A spring has a natural length of 25 meters. A force of 12 newtons is required to stretch the spring to a length of 30 meters. How much work is done to stretch the spring from it's natural length?
To find the work done to stretch the spring from its natural length, we need to calculate the change in potential energy.
The potential energy stored in a spring is given by the formula:
PE = (1/2)kx^2
where PE is the potential energy, k is the spring constant, and x is the displacement from the equilibrium position.
In this case, the spring is stretched from its natural length, so the displacement x is equal to 30 - 25 = 5 meters.
We know that a force of 12 newtons is required to stretch the spring to a length of 30 meters.
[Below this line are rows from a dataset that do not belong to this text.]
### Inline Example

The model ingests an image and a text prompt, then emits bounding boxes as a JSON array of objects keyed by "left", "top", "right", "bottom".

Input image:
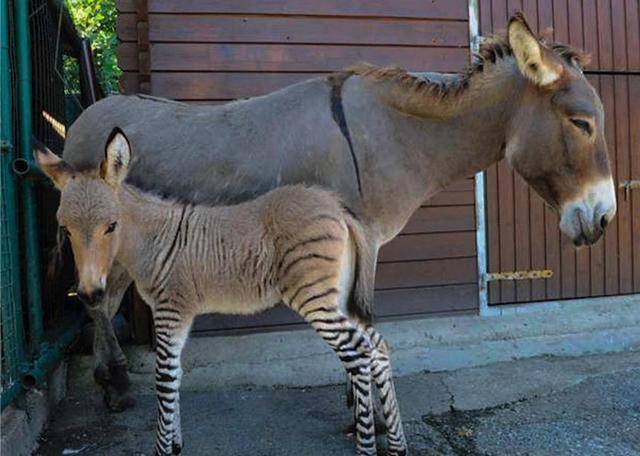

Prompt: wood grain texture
[
  {"left": 116, "top": 0, "right": 467, "bottom": 21},
  {"left": 480, "top": 0, "right": 640, "bottom": 304},
  {"left": 118, "top": 42, "right": 469, "bottom": 72},
  {"left": 117, "top": 13, "right": 469, "bottom": 48}
]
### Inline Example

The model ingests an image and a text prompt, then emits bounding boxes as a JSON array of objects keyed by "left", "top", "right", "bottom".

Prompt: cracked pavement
[{"left": 35, "top": 351, "right": 640, "bottom": 456}]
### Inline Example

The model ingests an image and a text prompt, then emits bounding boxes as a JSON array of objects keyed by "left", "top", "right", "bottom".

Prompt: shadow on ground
[{"left": 36, "top": 352, "right": 640, "bottom": 456}]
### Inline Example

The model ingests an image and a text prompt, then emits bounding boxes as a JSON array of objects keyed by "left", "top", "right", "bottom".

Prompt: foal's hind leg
[
  {"left": 291, "top": 296, "right": 376, "bottom": 456},
  {"left": 366, "top": 326, "right": 407, "bottom": 456},
  {"left": 153, "top": 301, "right": 193, "bottom": 455},
  {"left": 85, "top": 264, "right": 135, "bottom": 412}
]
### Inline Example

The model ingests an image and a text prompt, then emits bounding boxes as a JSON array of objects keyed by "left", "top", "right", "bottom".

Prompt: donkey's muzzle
[
  {"left": 560, "top": 179, "right": 616, "bottom": 247},
  {"left": 78, "top": 288, "right": 104, "bottom": 307}
]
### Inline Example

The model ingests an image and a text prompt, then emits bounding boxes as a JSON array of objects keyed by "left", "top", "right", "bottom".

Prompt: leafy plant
[{"left": 64, "top": 0, "right": 122, "bottom": 94}]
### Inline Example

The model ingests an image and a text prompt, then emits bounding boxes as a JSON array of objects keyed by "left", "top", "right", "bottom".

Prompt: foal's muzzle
[{"left": 78, "top": 288, "right": 104, "bottom": 307}]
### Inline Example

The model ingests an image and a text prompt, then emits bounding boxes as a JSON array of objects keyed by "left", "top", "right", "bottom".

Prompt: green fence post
[
  {"left": 14, "top": 0, "right": 42, "bottom": 354},
  {"left": 0, "top": 0, "right": 24, "bottom": 409}
]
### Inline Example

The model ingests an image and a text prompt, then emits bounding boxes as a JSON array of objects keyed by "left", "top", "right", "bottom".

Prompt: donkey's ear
[
  {"left": 100, "top": 128, "right": 131, "bottom": 187},
  {"left": 33, "top": 138, "right": 73, "bottom": 190},
  {"left": 507, "top": 13, "right": 564, "bottom": 87}
]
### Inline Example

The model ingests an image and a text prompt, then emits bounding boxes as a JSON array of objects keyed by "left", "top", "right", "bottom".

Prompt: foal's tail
[{"left": 343, "top": 205, "right": 376, "bottom": 323}]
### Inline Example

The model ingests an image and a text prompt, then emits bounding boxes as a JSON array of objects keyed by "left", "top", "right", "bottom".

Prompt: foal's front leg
[
  {"left": 153, "top": 304, "right": 193, "bottom": 456},
  {"left": 85, "top": 264, "right": 135, "bottom": 412}
]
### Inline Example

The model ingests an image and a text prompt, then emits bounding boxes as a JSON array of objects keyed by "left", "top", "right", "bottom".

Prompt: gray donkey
[
  {"left": 58, "top": 15, "right": 616, "bottom": 409},
  {"left": 35, "top": 130, "right": 407, "bottom": 455}
]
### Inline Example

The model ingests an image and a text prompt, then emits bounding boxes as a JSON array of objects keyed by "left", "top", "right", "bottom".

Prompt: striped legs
[
  {"left": 153, "top": 305, "right": 193, "bottom": 456},
  {"left": 366, "top": 326, "right": 407, "bottom": 456},
  {"left": 300, "top": 310, "right": 376, "bottom": 456}
]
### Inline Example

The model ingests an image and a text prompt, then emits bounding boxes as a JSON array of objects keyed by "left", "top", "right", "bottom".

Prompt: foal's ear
[
  {"left": 33, "top": 138, "right": 73, "bottom": 190},
  {"left": 100, "top": 128, "right": 131, "bottom": 187},
  {"left": 507, "top": 13, "right": 564, "bottom": 87}
]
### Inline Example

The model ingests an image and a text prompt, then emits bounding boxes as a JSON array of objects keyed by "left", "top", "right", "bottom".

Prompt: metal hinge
[
  {"left": 485, "top": 269, "right": 553, "bottom": 282},
  {"left": 619, "top": 179, "right": 640, "bottom": 201},
  {"left": 0, "top": 139, "right": 13, "bottom": 154}
]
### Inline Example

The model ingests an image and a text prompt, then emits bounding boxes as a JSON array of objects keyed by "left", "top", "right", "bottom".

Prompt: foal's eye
[
  {"left": 104, "top": 222, "right": 118, "bottom": 234},
  {"left": 569, "top": 119, "right": 592, "bottom": 136}
]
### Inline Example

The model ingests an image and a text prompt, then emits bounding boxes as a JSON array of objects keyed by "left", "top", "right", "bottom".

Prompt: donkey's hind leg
[
  {"left": 85, "top": 264, "right": 135, "bottom": 412},
  {"left": 366, "top": 325, "right": 407, "bottom": 456}
]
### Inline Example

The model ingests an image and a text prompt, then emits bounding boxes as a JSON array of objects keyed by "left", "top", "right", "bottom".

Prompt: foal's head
[
  {"left": 34, "top": 129, "right": 131, "bottom": 305},
  {"left": 506, "top": 15, "right": 616, "bottom": 245}
]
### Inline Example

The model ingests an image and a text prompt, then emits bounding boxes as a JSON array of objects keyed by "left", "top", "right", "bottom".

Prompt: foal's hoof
[
  {"left": 387, "top": 448, "right": 409, "bottom": 456},
  {"left": 103, "top": 389, "right": 136, "bottom": 413}
]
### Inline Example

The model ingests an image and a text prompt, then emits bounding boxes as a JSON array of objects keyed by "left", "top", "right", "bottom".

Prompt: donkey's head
[
  {"left": 506, "top": 15, "right": 616, "bottom": 245},
  {"left": 34, "top": 129, "right": 131, "bottom": 305}
]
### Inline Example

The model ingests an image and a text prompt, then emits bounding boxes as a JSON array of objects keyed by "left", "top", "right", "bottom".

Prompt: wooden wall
[
  {"left": 479, "top": 0, "right": 640, "bottom": 304},
  {"left": 116, "top": 0, "right": 478, "bottom": 333}
]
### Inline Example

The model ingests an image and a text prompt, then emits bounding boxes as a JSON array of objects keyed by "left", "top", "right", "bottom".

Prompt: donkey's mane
[{"left": 344, "top": 35, "right": 590, "bottom": 100}]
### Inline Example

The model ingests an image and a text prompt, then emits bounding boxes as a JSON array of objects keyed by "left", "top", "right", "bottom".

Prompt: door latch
[{"left": 619, "top": 179, "right": 640, "bottom": 201}]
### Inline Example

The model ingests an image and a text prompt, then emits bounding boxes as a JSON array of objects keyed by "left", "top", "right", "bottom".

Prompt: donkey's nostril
[{"left": 600, "top": 215, "right": 609, "bottom": 230}]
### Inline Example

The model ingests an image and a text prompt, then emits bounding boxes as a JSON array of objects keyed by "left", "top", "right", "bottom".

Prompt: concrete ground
[{"left": 35, "top": 351, "right": 640, "bottom": 456}]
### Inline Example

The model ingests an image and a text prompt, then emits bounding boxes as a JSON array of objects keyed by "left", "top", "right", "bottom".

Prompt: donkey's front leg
[
  {"left": 85, "top": 264, "right": 135, "bottom": 412},
  {"left": 153, "top": 304, "right": 193, "bottom": 455}
]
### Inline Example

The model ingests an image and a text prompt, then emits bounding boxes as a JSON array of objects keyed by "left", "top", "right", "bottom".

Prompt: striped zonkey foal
[{"left": 35, "top": 129, "right": 406, "bottom": 455}]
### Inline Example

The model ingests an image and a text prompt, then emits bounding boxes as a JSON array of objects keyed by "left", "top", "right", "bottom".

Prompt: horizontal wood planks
[
  {"left": 116, "top": 0, "right": 478, "bottom": 334},
  {"left": 116, "top": 0, "right": 468, "bottom": 102},
  {"left": 480, "top": 0, "right": 640, "bottom": 304}
]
This force is equal to the force constant multiplied by the displacement:
F = kx
So we can rearrange the equation to find the spring constant:
k = F / x
k = 12 N / 5 m
k = 2.4 N/m
Now that we have the spring constant, we can calculate the potential energy:
PE = (1/2)kx^2
PE = (1/2)(2.4 N/m)(5 m)^2
PE = (1/2)(2.4 N/m)(25 m^2)
PE = 1.2 N/m * 25 m^2
PE = 30 N*m = 30 Joules
Therefore, the work done to stretch the spring from its natural length is 30 Joules.